Cette année nous ne devons pas laisser cette situation se reproduire au risque de réduire fortement nos ruchers et d’accentuer notre découragement.

Le développement printanier très précoce a permis cette année une miellée de printemps partout où la sécheresse n’a pas été trop importante. Elle a aussi permis aux varroas de se multiplier abondamment surtout si le taux d’infestation à la sortie de l’hivernage était mal maîtrisé. Si l’été qui vient est favorable à la miellée, les colonies seront prospères jusque-là.

C’est après que le taux d’infestation des varroas sera essentiel et fera ou non que les colonies s’effondreront. C’est donc à cette période qu’il est absolument nécessaire d’intervenir efficacement.

Afin de ne pas être pris au dépourvu, il est important de vérifier régulièrement le taux d’infestation par des tests d’avril à juillet soit en comptant la chute naturelle pendant trois jours sur un lange graissé soit en réalisant une évaluation des varroas phorétiques par la méthode au sucre glace ou celle à l’alcool.

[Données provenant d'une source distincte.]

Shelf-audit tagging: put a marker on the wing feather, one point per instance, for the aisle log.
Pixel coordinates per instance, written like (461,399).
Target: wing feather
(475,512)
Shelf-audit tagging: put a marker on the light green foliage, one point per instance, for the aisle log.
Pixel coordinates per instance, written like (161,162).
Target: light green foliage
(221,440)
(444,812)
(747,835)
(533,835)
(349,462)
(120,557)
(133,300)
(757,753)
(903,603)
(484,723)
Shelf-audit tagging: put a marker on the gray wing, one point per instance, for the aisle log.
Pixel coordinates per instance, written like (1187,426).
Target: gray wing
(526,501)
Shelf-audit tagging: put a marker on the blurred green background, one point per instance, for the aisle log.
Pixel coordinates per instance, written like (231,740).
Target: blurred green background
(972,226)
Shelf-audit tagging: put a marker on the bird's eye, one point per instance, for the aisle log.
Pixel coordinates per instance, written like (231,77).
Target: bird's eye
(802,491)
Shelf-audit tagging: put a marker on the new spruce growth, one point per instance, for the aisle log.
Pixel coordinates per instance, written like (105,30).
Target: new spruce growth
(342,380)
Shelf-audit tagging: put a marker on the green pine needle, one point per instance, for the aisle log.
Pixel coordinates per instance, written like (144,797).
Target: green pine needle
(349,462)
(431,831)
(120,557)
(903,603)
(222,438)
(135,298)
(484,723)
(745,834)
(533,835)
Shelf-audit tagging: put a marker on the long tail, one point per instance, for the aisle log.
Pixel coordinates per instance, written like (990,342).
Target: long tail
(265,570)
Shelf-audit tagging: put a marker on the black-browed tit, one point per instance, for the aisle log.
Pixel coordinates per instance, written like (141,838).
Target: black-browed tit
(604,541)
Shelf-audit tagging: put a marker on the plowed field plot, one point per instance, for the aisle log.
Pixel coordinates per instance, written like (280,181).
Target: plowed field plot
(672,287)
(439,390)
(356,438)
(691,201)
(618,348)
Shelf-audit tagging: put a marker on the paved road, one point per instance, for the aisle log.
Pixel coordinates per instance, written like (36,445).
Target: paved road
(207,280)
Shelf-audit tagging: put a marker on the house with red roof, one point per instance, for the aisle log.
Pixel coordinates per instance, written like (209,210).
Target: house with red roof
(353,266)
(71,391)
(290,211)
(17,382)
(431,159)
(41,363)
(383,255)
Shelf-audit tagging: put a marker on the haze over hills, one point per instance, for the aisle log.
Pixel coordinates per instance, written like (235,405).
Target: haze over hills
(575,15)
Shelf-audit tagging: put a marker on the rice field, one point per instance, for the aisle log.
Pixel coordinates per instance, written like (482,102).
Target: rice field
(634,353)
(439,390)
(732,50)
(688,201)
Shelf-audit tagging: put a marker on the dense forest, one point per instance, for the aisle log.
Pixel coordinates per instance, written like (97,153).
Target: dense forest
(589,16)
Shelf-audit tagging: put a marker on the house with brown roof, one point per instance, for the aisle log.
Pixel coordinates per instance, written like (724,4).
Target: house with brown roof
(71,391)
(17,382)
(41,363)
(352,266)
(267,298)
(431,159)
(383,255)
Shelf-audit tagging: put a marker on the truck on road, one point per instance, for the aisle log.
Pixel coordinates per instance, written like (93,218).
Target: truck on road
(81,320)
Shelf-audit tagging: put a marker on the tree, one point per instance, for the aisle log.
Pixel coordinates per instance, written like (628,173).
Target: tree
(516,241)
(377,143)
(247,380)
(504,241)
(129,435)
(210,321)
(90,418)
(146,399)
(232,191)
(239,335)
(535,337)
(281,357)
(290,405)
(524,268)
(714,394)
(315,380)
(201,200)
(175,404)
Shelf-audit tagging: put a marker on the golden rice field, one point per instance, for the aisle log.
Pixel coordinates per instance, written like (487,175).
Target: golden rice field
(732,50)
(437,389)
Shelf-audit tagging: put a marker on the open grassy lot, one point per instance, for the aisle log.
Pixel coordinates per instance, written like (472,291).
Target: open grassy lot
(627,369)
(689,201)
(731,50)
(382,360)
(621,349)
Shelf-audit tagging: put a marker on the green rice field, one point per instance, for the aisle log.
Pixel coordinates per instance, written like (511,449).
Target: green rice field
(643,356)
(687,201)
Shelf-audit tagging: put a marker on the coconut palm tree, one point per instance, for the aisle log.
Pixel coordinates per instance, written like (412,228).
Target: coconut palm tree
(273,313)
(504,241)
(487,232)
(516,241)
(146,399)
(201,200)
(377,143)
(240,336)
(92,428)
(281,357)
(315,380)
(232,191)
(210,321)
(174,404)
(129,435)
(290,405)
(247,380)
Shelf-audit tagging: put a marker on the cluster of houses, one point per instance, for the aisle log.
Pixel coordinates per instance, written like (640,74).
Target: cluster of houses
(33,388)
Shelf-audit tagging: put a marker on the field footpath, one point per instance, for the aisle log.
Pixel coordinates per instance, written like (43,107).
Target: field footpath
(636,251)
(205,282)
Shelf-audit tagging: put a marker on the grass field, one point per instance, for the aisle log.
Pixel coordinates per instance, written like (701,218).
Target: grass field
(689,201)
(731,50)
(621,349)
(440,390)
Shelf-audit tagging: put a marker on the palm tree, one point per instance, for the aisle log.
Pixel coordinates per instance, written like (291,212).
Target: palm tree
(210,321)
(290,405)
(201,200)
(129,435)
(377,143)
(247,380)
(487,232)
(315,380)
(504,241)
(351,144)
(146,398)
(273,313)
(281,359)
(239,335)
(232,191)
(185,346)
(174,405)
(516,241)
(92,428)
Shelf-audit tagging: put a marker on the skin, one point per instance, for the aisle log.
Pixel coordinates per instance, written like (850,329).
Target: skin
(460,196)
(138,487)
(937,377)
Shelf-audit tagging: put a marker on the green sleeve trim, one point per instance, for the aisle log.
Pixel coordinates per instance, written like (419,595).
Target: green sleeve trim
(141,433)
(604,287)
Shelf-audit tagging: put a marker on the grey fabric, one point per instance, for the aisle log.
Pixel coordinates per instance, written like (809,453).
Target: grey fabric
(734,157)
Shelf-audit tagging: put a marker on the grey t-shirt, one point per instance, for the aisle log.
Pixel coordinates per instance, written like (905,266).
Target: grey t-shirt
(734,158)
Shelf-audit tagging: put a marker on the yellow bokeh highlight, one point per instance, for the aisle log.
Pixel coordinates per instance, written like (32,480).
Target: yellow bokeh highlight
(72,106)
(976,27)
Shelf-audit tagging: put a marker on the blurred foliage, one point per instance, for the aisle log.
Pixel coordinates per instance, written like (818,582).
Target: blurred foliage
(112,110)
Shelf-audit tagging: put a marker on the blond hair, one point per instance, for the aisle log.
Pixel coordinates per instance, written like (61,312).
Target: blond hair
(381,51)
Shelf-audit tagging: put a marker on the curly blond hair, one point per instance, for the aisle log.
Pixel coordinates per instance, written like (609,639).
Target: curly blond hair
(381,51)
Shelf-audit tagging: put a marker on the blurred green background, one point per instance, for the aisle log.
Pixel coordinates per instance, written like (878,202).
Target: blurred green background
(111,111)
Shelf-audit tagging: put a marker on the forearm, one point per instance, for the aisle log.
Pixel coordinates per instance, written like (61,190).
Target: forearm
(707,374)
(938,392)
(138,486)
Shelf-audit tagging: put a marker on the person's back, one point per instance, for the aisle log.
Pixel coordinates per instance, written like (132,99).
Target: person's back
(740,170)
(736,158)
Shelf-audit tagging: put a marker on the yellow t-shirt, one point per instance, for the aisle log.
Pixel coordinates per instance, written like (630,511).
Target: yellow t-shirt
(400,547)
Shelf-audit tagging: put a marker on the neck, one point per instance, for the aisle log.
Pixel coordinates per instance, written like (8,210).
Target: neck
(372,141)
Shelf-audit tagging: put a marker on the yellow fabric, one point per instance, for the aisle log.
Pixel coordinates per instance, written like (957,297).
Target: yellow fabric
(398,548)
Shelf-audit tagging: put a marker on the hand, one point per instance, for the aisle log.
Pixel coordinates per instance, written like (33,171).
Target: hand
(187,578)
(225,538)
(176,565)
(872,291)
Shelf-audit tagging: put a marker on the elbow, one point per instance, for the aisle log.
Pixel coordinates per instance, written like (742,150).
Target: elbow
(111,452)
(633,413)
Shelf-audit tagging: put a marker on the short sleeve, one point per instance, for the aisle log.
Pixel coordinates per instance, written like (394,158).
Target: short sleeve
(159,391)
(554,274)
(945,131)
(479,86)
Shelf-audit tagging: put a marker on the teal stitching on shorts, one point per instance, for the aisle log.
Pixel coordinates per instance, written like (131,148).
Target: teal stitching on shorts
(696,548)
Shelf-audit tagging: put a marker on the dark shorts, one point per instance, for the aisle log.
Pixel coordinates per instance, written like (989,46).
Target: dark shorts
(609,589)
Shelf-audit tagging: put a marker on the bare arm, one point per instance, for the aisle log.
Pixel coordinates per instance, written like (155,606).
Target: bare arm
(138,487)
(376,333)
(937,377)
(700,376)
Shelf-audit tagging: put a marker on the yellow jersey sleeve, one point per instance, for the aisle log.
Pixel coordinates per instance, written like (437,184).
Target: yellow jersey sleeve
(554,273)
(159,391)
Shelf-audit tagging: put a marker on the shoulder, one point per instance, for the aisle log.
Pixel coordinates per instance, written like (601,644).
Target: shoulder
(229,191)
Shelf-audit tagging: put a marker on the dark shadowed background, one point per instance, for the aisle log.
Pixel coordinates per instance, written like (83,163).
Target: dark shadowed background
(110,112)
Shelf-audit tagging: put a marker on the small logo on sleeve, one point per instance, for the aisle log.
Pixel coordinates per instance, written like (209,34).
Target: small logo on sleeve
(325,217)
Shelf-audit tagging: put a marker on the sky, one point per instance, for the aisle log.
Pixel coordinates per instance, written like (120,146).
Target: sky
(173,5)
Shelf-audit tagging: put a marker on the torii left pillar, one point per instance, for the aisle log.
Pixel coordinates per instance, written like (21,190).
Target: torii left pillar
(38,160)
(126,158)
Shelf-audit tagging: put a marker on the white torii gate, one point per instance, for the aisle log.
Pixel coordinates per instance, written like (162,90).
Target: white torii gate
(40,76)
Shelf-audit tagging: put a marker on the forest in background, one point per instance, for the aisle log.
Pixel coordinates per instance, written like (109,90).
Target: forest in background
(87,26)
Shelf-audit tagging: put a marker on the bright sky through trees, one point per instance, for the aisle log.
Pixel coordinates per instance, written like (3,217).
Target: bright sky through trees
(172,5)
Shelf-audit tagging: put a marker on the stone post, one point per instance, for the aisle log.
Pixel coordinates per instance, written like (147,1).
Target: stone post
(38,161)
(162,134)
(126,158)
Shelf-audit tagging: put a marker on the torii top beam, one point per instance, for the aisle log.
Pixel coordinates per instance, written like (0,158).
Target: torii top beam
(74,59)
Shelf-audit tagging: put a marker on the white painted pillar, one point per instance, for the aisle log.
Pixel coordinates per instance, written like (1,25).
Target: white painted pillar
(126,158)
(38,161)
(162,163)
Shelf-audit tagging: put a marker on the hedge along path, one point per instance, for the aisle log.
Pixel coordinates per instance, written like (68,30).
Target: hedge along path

Si ces taux sont malheureusement trop élevés, il faudra traiter pendant la période avec une méthode compatible avec la production de miel (traitement flash à l’acide oxalique par pulvérisation ou par sublimation ou traitement long avec des inserts acide oxalique/glycérine).

Si la période de miellée se déroule sans que l’infestation ne dépasse les limites, il sera alors essentiel de faire chuter fortement l’infestation dès la dernière récolte, c’est à dire généralement fin Juillet début août.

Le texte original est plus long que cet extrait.